Christian agenda = Teaching kids "God exists"
Atheist agenda = Teaching kids "God does not exist"
Neutral agenda = Teaching kids "All the words except GOD"
The "atheist agenda," which really should be called the secularist agenda, since there is room for Christians who also support church-state separation, is to get to where the Australians, for example, are now, and quit having to think about religion at all.
Atheists, or more properly, anti-theists, push back at creeping theocracy where necessary, and are thereafter pretty indifferent about religion, which is why the American atheist's experience is so different from the Australian atheist's experience. From what I read from the Australians, the Australian church has little impact on anybody that doesn't want it to.
American atheists have to deal with an organized, politicized form of Christianity that would remove their rights to same sex marriage and abortion if could, and impose religious values on the nation using the force of government to carryout the will of the church.
Heaven forbid that someone might suggest the possibility that there is a God.
In public schools? That is where the mention of God from the Christian perspective is pretty much off limits.
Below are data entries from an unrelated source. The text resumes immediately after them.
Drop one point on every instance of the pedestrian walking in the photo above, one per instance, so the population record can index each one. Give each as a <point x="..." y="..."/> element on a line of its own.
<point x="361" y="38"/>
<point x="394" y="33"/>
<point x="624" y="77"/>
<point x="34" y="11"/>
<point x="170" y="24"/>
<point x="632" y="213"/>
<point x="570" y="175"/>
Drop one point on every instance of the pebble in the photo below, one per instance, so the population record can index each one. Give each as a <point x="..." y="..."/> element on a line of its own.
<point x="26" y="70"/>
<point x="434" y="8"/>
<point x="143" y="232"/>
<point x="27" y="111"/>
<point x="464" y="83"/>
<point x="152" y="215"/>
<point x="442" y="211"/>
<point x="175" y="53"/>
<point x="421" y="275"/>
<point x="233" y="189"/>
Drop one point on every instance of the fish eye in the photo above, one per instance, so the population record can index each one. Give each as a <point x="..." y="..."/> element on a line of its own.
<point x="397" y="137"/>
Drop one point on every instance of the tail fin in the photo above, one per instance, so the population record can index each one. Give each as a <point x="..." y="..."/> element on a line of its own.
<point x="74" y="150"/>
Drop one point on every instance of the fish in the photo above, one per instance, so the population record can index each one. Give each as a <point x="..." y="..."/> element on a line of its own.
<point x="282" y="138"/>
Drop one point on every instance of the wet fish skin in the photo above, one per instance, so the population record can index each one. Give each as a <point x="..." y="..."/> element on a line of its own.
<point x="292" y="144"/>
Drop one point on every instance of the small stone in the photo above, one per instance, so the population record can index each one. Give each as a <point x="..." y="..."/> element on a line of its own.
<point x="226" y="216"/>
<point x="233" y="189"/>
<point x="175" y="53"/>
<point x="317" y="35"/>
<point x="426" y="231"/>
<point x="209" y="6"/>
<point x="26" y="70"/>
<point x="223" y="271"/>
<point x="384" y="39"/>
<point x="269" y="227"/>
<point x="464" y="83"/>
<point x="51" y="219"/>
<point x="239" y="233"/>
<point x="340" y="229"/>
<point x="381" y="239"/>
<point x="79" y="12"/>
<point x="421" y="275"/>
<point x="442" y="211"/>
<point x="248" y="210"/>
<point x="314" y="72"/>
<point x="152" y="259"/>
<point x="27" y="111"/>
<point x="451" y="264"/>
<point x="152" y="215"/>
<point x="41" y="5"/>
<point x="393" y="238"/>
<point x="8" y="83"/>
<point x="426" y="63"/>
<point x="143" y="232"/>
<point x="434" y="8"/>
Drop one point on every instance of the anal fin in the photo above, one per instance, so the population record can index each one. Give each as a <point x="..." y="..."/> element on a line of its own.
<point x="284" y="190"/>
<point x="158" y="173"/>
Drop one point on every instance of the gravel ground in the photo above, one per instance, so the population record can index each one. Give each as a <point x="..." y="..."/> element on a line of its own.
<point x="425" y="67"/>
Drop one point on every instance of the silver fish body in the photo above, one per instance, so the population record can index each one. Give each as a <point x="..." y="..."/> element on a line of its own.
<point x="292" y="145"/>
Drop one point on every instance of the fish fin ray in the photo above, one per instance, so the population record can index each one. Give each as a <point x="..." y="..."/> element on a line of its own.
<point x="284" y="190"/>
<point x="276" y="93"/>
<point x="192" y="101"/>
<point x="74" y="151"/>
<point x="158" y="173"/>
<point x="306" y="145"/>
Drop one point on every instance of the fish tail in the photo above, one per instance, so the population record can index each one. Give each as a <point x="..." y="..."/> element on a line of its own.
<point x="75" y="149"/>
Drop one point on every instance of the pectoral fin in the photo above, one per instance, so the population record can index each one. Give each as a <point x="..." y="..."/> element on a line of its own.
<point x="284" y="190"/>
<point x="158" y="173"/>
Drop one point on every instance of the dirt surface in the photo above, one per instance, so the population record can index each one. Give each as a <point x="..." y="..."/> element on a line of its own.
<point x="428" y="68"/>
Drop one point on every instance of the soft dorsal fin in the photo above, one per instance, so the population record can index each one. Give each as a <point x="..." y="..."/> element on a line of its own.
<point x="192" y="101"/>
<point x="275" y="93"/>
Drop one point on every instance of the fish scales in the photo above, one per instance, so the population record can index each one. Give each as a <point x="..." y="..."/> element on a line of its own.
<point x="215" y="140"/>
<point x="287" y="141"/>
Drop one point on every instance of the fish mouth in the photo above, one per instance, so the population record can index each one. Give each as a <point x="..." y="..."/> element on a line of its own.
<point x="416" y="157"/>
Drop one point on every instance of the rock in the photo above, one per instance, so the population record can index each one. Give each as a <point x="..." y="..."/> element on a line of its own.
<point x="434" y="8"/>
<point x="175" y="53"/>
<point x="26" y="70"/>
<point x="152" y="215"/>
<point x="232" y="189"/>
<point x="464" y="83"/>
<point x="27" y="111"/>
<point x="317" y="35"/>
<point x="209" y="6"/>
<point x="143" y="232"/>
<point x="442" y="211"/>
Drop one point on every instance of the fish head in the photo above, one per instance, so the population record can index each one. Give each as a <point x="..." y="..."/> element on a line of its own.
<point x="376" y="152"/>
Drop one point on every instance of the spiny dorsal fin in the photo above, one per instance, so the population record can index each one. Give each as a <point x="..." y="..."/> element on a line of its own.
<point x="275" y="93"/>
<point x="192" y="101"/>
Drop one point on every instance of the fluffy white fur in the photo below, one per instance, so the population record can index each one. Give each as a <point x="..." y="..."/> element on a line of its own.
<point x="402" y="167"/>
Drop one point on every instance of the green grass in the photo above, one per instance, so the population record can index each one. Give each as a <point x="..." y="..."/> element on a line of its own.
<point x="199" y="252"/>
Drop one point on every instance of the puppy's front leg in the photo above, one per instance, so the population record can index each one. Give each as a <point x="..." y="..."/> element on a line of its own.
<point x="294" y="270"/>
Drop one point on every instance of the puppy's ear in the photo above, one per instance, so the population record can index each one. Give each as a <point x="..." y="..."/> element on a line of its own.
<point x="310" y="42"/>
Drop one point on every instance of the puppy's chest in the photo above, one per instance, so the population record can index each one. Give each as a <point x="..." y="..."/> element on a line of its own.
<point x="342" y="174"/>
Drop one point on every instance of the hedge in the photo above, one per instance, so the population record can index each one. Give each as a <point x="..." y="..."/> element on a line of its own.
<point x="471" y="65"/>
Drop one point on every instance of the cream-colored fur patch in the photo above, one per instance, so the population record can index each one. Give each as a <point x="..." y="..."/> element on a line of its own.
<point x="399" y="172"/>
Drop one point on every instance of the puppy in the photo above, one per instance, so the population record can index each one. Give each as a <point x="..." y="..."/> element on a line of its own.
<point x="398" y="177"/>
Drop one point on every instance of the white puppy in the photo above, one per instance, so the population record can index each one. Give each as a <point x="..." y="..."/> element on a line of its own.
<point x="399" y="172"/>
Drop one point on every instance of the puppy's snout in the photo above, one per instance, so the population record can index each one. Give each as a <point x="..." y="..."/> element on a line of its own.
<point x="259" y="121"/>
I would suggest that the parents of children that want them raised Christian would be very unhappy if that discussion were permitted in the public schools. There are far too many teachers that would teach critical thinking rather than what is being called brainwashing in this thread (I'd say that indoctrination is a better term, brainwashing implying more severe forms of indoctrination such as Stockholm Syndrome, cultish behavior like the Branch Davidians, Manchurian Candidate scenarios, and the like).
If I were your child's teacher, when we got to discussing God, I would introduce her to rational skepticism, or the idea to not believe without sufficient cause. We would also discuss what faith is, and how it varies from reason.
Then I would ask what her reasons for believing in God were, and examine if they were sufficient. I wouldn't say that there are no gods, just to examine why she believes or doesn't believe in them.
This is the essential difference between indoctrination and teaching academic style. With the latter, the teacher doesn't really care what you believe, just what you have ;learned, even if you don't believe it. In a class on evolution, nobody is going to ask you if you believe the theory, just whether you can recite its principles, how it came to exist, and what evidence supports it, and the like.
In Sunday school, evidence isn't offered, just conclusions to be accepted on faith and authority, repeated until the child repeats them back, with great interest in whether these ideas are believed or not, the purpose of indoctrination being to make them be believed.
I would likely also teach her that.
You might be good with that. It might even be what you teach or taught your children as well.
But many parents would become incensed, and yank their children out of such schools to put them in religious schools or home schooling.
We're past the days of the Scopes trial when every teacher except Scopes could be expected to indoctrinate children in religious belief, and he could be stopped for not complying. Today's public school teachers are different.